I have had an IPSec VPN running reliably between a Vigor 2860 and a Vigor 2865 for some time. The 2860 dials out, and the 2865 is configured for dial in. However, slight complication, the remote Vigor 2860 has two WAN connections: a very slow VDSL line, and a faster but unreliable LTE connection. So, I disabled the 'old'  VPN connection, and setup two new LAN-2-LAN profiles with GRE / IPSec, setup in load balance mode, as per this guide:  https://www.draytek.com/support/knowledge-base/4919 . 

The idea is that the Vigor 2860 will dial two VPN connections, 1 through VDSL and the other through LTE which will both connect to the 2865 through a single WAN connection. I can then setup routing policy rules to send some traffic via VDSL and some via LTE at the remote site. This did work when initially setup, however after running fine for a bit, these VPN's seem to get into the following state:

- ONE of the two VPN connections comes up successfully. BUT, it drops & re-connects every 20-60 ish seconds. 
- The other one of the two connections refuses to come online. 

In this state, the Web Syslog shows the following messages on the Dial-Out end (Vigor 2860):


And on the Dial-In end (Vigor 2865):

I know the timestamps don't quite match there, this is just because the web syslog on the Dial-In router had overwritten the entries by the time I copied the logs. 

I have had success rebooting one or both ends of the tunnel, which sorts the problem out for a time, but then the same thing occurs. 

Apologies if that is not quite clear, can provide any more details if required. Would really appreciate any suggestions. 

Should also mention: If I disable the trunk and 2nd VPN tunnel on the Dial-Out router, the remaining tunnel is stable, rather than dropping frequently.

Hi m_d ,

I have walked exactly the line you have just described, and encountered identical results, to the point where I too reverted back to a single connection, albeit with a trunked failover setting, for redundancy.

Maybe I should give this another go, which for me, was the goal of getting more bandwidth between two sites.

Eventually, I did need to route my traffic as you did, with one DrayTek router having only one WAN connection and the other having two WAN connections. But instead of "bonding" them together, I simply created two separate Lan-2-Lan profiles at both sites and an additional VLAN subnet at the remote site which I used as my "joining" LAN for my second L2L profile, I was then able to route that traffic to whichever WAN I required at the remote site. 
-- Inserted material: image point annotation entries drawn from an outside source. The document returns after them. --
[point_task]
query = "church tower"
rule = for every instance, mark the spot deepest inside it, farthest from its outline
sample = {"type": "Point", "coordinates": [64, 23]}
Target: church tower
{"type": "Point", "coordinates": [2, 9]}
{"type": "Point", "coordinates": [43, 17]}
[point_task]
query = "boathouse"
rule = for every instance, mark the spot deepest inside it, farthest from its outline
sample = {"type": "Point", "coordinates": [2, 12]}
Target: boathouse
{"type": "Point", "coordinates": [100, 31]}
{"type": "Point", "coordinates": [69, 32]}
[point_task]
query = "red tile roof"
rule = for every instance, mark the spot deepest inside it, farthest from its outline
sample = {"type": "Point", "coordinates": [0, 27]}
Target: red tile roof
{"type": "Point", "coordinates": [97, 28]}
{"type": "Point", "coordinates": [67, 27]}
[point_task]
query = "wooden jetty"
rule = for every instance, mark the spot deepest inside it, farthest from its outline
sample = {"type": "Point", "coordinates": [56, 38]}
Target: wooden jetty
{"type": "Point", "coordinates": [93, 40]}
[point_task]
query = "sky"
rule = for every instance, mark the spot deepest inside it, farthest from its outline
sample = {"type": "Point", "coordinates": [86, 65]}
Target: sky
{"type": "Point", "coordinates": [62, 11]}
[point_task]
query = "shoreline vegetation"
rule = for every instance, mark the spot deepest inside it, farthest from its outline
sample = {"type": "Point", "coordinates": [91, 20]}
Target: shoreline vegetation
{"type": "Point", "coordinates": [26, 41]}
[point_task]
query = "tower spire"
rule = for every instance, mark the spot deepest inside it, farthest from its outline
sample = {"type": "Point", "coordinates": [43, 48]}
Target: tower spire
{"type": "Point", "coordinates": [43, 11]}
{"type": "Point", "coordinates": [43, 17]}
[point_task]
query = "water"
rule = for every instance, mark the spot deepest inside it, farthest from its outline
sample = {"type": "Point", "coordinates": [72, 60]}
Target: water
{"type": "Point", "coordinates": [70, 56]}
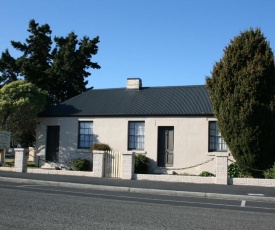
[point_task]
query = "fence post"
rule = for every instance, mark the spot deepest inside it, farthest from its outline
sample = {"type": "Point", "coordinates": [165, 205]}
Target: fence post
{"type": "Point", "coordinates": [128, 165]}
{"type": "Point", "coordinates": [221, 168]}
{"type": "Point", "coordinates": [20, 164]}
{"type": "Point", "coordinates": [98, 163]}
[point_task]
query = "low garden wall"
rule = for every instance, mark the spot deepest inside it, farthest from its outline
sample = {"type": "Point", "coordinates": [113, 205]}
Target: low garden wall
{"type": "Point", "coordinates": [128, 172]}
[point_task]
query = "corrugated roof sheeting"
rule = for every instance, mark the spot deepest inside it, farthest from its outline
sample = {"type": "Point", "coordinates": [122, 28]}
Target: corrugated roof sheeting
{"type": "Point", "coordinates": [148, 101]}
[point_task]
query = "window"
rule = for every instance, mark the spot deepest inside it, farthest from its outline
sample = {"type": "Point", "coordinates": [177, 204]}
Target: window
{"type": "Point", "coordinates": [216, 142]}
{"type": "Point", "coordinates": [85, 135]}
{"type": "Point", "coordinates": [136, 135]}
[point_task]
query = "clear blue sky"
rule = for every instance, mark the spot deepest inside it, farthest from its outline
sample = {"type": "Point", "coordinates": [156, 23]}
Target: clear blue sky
{"type": "Point", "coordinates": [163, 42]}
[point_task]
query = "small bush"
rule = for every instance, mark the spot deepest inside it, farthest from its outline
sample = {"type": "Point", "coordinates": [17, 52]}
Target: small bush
{"type": "Point", "coordinates": [101, 147]}
{"type": "Point", "coordinates": [141, 164]}
{"type": "Point", "coordinates": [270, 173]}
{"type": "Point", "coordinates": [80, 164]}
{"type": "Point", "coordinates": [234, 171]}
{"type": "Point", "coordinates": [206, 174]}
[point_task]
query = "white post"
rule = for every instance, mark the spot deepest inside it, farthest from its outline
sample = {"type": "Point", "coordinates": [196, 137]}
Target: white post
{"type": "Point", "coordinates": [98, 163]}
{"type": "Point", "coordinates": [221, 168]}
{"type": "Point", "coordinates": [128, 162]}
{"type": "Point", "coordinates": [20, 164]}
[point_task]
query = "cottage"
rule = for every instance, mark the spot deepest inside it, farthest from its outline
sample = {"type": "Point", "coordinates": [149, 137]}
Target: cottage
{"type": "Point", "coordinates": [174, 126]}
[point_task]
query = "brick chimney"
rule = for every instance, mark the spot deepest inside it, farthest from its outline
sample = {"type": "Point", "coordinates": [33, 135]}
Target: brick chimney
{"type": "Point", "coordinates": [134, 83]}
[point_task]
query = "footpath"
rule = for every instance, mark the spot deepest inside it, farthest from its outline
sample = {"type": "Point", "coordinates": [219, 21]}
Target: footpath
{"type": "Point", "coordinates": [231, 192]}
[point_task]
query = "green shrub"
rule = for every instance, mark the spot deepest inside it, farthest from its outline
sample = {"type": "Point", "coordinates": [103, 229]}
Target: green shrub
{"type": "Point", "coordinates": [234, 171]}
{"type": "Point", "coordinates": [80, 164]}
{"type": "Point", "coordinates": [141, 164]}
{"type": "Point", "coordinates": [206, 174]}
{"type": "Point", "coordinates": [102, 147]}
{"type": "Point", "coordinates": [270, 173]}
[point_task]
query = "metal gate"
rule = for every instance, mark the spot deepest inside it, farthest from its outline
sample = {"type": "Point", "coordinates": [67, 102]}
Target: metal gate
{"type": "Point", "coordinates": [113, 163]}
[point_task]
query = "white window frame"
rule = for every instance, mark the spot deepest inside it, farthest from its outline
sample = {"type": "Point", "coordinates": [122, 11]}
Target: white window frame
{"type": "Point", "coordinates": [85, 134]}
{"type": "Point", "coordinates": [136, 135]}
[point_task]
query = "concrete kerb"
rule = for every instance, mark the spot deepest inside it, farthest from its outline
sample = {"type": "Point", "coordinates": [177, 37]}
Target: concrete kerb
{"type": "Point", "coordinates": [141, 190]}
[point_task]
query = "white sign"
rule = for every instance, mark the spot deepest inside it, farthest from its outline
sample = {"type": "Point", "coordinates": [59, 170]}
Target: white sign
{"type": "Point", "coordinates": [5, 140]}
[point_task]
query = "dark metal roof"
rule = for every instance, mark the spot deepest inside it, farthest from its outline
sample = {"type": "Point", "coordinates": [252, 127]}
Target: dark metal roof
{"type": "Point", "coordinates": [147, 101]}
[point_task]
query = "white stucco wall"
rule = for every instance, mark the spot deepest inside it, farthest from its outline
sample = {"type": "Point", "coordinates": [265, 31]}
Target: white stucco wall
{"type": "Point", "coordinates": [190, 139]}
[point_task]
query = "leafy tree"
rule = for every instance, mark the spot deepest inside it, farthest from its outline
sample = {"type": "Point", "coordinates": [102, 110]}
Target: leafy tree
{"type": "Point", "coordinates": [60, 70]}
{"type": "Point", "coordinates": [242, 90]}
{"type": "Point", "coordinates": [8, 68]}
{"type": "Point", "coordinates": [71, 58]}
{"type": "Point", "coordinates": [20, 102]}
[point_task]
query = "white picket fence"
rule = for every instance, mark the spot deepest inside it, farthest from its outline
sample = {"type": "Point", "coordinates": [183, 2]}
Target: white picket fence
{"type": "Point", "coordinates": [113, 164]}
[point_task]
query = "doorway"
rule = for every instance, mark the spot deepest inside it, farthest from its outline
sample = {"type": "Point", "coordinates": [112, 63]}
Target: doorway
{"type": "Point", "coordinates": [165, 146]}
{"type": "Point", "coordinates": [52, 145]}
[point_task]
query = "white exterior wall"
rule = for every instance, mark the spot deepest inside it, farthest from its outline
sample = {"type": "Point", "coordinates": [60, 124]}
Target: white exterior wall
{"type": "Point", "coordinates": [190, 139]}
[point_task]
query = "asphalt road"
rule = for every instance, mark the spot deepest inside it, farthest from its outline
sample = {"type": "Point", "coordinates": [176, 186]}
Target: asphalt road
{"type": "Point", "coordinates": [26, 206]}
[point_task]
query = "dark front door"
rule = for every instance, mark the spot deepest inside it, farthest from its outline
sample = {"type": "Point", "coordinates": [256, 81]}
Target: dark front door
{"type": "Point", "coordinates": [165, 146]}
{"type": "Point", "coordinates": [52, 145]}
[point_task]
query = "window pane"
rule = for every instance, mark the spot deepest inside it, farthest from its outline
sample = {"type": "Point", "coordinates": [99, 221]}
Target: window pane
{"type": "Point", "coordinates": [136, 135]}
{"type": "Point", "coordinates": [216, 142]}
{"type": "Point", "coordinates": [85, 134]}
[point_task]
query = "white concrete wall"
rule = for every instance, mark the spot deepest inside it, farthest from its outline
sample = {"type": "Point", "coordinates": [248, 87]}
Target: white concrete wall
{"type": "Point", "coordinates": [190, 139]}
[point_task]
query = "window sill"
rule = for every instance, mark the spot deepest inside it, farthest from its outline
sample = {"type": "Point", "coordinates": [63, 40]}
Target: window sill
{"type": "Point", "coordinates": [219, 154]}
{"type": "Point", "coordinates": [83, 150]}
{"type": "Point", "coordinates": [137, 151]}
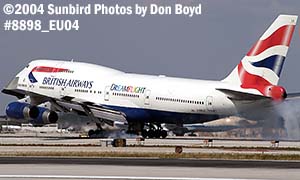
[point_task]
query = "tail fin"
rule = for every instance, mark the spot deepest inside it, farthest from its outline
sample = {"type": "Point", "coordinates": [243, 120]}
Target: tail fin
{"type": "Point", "coordinates": [262, 65]}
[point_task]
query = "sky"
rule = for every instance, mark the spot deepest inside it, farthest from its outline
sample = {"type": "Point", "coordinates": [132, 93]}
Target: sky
{"type": "Point", "coordinates": [206, 46]}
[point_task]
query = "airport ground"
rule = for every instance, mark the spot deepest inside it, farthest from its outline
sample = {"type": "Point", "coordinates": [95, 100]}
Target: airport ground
{"type": "Point", "coordinates": [66, 156]}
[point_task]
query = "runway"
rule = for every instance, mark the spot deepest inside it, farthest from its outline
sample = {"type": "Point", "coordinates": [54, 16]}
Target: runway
{"type": "Point", "coordinates": [112, 168]}
{"type": "Point", "coordinates": [98, 167]}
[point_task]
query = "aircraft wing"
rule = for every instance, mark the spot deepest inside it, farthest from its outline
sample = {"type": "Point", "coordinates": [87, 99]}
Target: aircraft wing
{"type": "Point", "coordinates": [237, 95]}
{"type": "Point", "coordinates": [292, 96]}
{"type": "Point", "coordinates": [90, 109]}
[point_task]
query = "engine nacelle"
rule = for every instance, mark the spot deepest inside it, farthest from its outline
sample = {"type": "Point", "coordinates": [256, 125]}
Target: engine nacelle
{"type": "Point", "coordinates": [276, 92]}
{"type": "Point", "coordinates": [20, 110]}
{"type": "Point", "coordinates": [45, 116]}
{"type": "Point", "coordinates": [38, 115]}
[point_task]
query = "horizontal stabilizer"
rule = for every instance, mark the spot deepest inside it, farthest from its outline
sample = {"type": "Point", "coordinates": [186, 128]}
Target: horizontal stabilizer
{"type": "Point", "coordinates": [237, 95]}
{"type": "Point", "coordinates": [293, 96]}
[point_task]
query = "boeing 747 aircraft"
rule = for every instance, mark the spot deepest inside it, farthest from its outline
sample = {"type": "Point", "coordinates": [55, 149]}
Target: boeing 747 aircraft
{"type": "Point", "coordinates": [47, 88]}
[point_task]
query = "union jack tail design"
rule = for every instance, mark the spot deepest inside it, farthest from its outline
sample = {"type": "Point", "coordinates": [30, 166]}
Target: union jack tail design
{"type": "Point", "coordinates": [261, 67]}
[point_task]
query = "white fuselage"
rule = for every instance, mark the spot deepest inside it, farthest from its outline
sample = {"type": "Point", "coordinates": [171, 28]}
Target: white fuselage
{"type": "Point", "coordinates": [129, 92]}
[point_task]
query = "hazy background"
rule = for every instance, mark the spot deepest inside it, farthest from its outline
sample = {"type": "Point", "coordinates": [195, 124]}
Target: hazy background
{"type": "Point", "coordinates": [207, 46]}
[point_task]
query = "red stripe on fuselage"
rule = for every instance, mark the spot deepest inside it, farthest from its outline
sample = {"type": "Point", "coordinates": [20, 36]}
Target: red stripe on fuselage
{"type": "Point", "coordinates": [281, 36]}
{"type": "Point", "coordinates": [48, 69]}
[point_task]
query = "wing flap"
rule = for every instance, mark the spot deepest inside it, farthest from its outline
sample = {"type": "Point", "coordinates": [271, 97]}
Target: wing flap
{"type": "Point", "coordinates": [242, 96]}
{"type": "Point", "coordinates": [98, 111]}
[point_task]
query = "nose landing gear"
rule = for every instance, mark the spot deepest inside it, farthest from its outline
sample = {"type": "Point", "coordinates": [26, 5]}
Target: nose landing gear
{"type": "Point", "coordinates": [154, 131]}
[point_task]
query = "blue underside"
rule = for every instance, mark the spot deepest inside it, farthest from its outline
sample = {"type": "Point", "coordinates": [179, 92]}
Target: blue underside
{"type": "Point", "coordinates": [149, 115]}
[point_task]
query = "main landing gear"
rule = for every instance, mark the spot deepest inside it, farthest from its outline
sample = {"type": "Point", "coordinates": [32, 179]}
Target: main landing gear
{"type": "Point", "coordinates": [154, 131]}
{"type": "Point", "coordinates": [96, 133]}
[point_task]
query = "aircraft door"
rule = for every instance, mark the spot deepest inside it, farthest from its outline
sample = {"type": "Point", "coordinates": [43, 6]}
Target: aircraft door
{"type": "Point", "coordinates": [147, 97]}
{"type": "Point", "coordinates": [209, 103]}
{"type": "Point", "coordinates": [106, 93]}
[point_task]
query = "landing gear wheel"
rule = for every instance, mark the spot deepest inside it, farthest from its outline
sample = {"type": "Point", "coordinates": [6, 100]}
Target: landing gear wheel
{"type": "Point", "coordinates": [164, 134]}
{"type": "Point", "coordinates": [91, 133]}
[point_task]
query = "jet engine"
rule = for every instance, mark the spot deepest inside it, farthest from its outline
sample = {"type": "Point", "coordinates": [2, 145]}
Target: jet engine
{"type": "Point", "coordinates": [20, 110]}
{"type": "Point", "coordinates": [46, 116]}
{"type": "Point", "coordinates": [38, 115]}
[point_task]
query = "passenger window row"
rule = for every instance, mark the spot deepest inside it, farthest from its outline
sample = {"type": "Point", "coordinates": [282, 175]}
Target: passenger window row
{"type": "Point", "coordinates": [126, 95]}
{"type": "Point", "coordinates": [179, 100]}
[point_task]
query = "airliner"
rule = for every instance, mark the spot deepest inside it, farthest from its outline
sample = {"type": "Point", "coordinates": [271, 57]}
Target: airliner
{"type": "Point", "coordinates": [46, 88]}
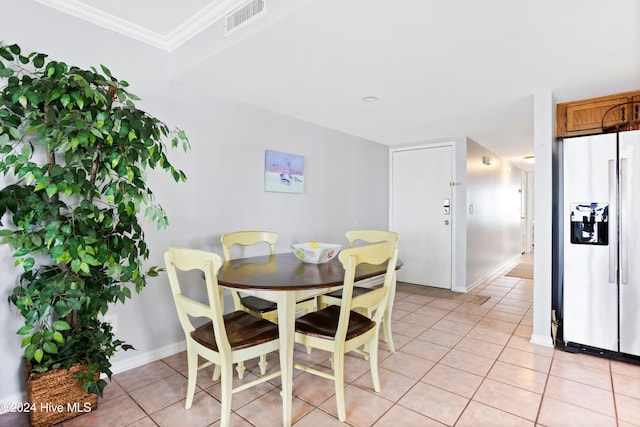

So you can use two VPN (WAN) connections but keep them separated from end-point to end-point.

Good to know it's not only me with this issue... Perhaps we should notify Draytek somehow? Is there a way of doing this without opening a whole support case?

I did wonder about creating 2 completely separate VPN profiles to different networks on each side, but have not had time to try it.

Did you use a standard L2L profile for your two separate tunnels, or did you keep the GRE over IPSec settings in place? I do have multiple subnets / VLANs on both sides, so are you saying that as long as each tunnel goes between different networks, I can still route traffic through whichever VPN I want? Are you using the 'More remote subnet' option at all?

I think I have some experimenting to do!

 

Did you use a standard L2L profile for your two separate tunnels,

Yes.

or did you keep the GRE over IPSec settings in place?

No, didn't need to.


I just setup another IPsec XAuth standard L2L profile.

In the 'TCP/IP Network Settings' section I set the 'Local Network IP' to a different VLAN subnet (which happened to be the one hosting the devices I wanted to route, but it doesn't have to be for them to be routed through it) from the main LAN (which I used in the first L2L VPN Profile already established).
In the 'Remote Network IP' I entered the new VLAN subnet created at the remote site. In this instance I didn't need to created additional 'More remote subnets', as this would only be necessary if I wanted to access more/additional VLAN subnets at the remote site (or further on - if connecting to that remote router established a route to more VPN connections of other external sites and therefore their subnets).

To limit the size of the newly created VLAN subnet at the remote site, as it was purely for routing traffic out to the WAN connection(s), I made the subnet /30, but it can be any size you want.

At the remote site I created a matching L2L VPN profile but with the relevant Local/Remote IP settings.


...and then of course, I created route policies for the traffic I wanted to route via the new VPN path, at both ends; at the local end to force route through this VPN profile index number and at the remote end to force route through that WAN connection!